Italian media report conversations between Tottenham director Fabio Paratici and Atalanta CEO Luca Percassi during negotiations for the signing of Cristian Romero in the summer of 2021: ‘You paid €16m for a player who you sell after one day for €50m.’

Paratici is among the 11 individuals recommended for trial by the Turin Prosecutor for false accounting and false communication to the market, among other things.

Juventus directors are suspected of having inflated transfer values and hidden payments to their footballers during the peak of the COVID pandemic.

The investigation could soon involve other Serie A clubs that completed deals with Juventus over the last three years, including Atalanta, Sampdoria, Sassuolo, Empoli and Udinese.

The Romero deal is among those under the spotlight. Paratici signed the Argentinean centre-back from Genoa for €26m in 2019, leaving him at Genoa on loan for one season. The following year, the defender returned to Juventus but soon joined Atalanta on a two-year loan deal worth €4m with an option to buy for €16m.

After one year in Bergamo, where he was named the best Serie A defender for 2020-21, Romero joined Tottenham for €50m.

Calciomercato.com reports a wiretap between Paratici and Atalanta CEO Percassi on 30 July 2021.

“You paid €16m for a player who you sell after one day for €50m,” Paratici told Percassi, trying to persuade him to sell the Argentina international.

Percassi took time and said he’d meet Juventus President Andrea Agnelli to find an agreement over Romero’s permanent signing and the transfer of Merih Demiral, who would replace Romero at Atalanta.
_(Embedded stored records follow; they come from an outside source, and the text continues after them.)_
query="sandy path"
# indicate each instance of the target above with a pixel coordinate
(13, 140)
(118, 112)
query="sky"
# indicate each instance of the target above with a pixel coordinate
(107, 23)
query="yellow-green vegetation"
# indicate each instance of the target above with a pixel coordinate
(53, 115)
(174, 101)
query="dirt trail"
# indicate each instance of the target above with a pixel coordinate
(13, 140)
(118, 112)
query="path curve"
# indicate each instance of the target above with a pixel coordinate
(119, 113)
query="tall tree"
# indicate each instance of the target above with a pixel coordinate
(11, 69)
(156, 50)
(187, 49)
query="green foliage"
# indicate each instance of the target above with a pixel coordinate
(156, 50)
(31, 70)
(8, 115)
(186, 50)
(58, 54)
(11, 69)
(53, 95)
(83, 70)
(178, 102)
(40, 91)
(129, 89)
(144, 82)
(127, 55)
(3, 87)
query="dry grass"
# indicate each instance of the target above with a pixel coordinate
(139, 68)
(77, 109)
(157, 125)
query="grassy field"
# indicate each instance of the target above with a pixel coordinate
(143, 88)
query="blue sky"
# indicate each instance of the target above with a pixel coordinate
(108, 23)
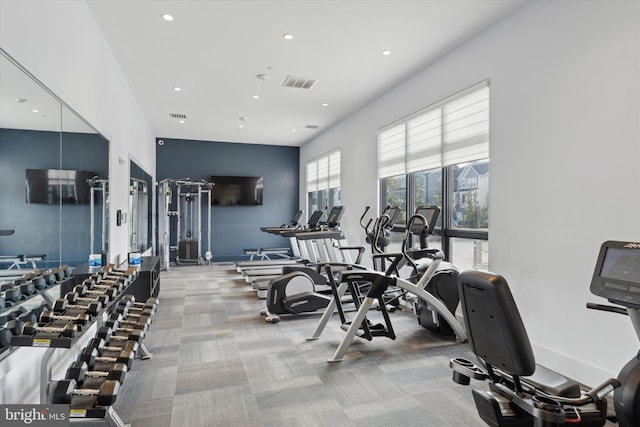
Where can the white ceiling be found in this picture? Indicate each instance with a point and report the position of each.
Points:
(214, 49)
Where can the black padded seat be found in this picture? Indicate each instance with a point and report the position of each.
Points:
(497, 334)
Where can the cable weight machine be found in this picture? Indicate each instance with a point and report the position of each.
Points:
(181, 216)
(99, 186)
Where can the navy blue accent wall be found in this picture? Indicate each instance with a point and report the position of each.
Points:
(235, 228)
(60, 232)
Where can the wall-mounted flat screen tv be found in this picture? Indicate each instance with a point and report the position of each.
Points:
(56, 186)
(237, 190)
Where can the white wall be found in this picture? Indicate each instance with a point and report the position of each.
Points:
(60, 44)
(565, 120)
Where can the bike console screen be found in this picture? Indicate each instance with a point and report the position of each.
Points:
(617, 273)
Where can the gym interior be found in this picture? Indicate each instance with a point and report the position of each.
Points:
(125, 302)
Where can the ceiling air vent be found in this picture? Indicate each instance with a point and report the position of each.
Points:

Percassi allegedly said he had to ‘recover the loan fee from my credits.’

Paratici reassured the Atalanta director that “Andrea [Agnelli] is the one who will fix it” and explained that Juventus “needed money” in 2020, so they had to sell Romero to La Dea “even if not for the right price.”

Tottenham signed Romero on a paid loan with an obligation to buy for €50m on August 2, 2021, while Demiral joined Atalanta on an initial loan deal with an option to buy.

Agnelli “behaved well and confirmed everything to me,” Percassi told Paratici after finalising the two agreements.

Atalanta paid €2m for Demiral’s loan with an option to buy for €20m.

Paratici had also signed Dejan Kulusevski from Atalanta in January 2020 for €44m, but the player remained on loan at Parma for the second part of the campaign.

The fee was perhaps too high for the Old Lady who sent U23 midfielder Simone Muratore to Bergamo for €7m just a few months later.

Paratici allegedly told investigators that Atalanta had a ‘moral obligation’, but investigators found an undisclosed document where Atalanta promised to sign a Juventus player for €3m. A ‘side letter’ has also emerged in the Romero deal between Tottenham and Atalanta, with the Serie A side allegedly demanding guarantees in case the North London side would not make the defender’s move permanent.

“I’ll never be able to get that letter out because if we go to trial, it will be evident that it’s false accounting,” Percassi allegedly told Paratici on August 4, 2021.

2 thought on “What Paratici told Atalanta director Percassi during Romero deal”
  1. It is now obvious that this practice is a norm with many clubs. The exorbitant players’ wages are also responsible. English clubs have already destroyed the values and salaries of players as they are rich. It is now clear that no other countries can compete with them in that aspect. The football leagues should have introduced the salary cap on players’ earning with maybe 3 exceptions. Now with Bosman rule, Playeers have a lot of power to run down the contract and ask for exorbitant wages and agents’ fees for free transfers. If there is salary cap, this would also affect this situation. Seriously, Italy clubs need to focus more on young players rather than wasting millions.

  2. They have cheating and stealing in their DNA.

    Rubentus feeder clubs going down along with their puppet masters.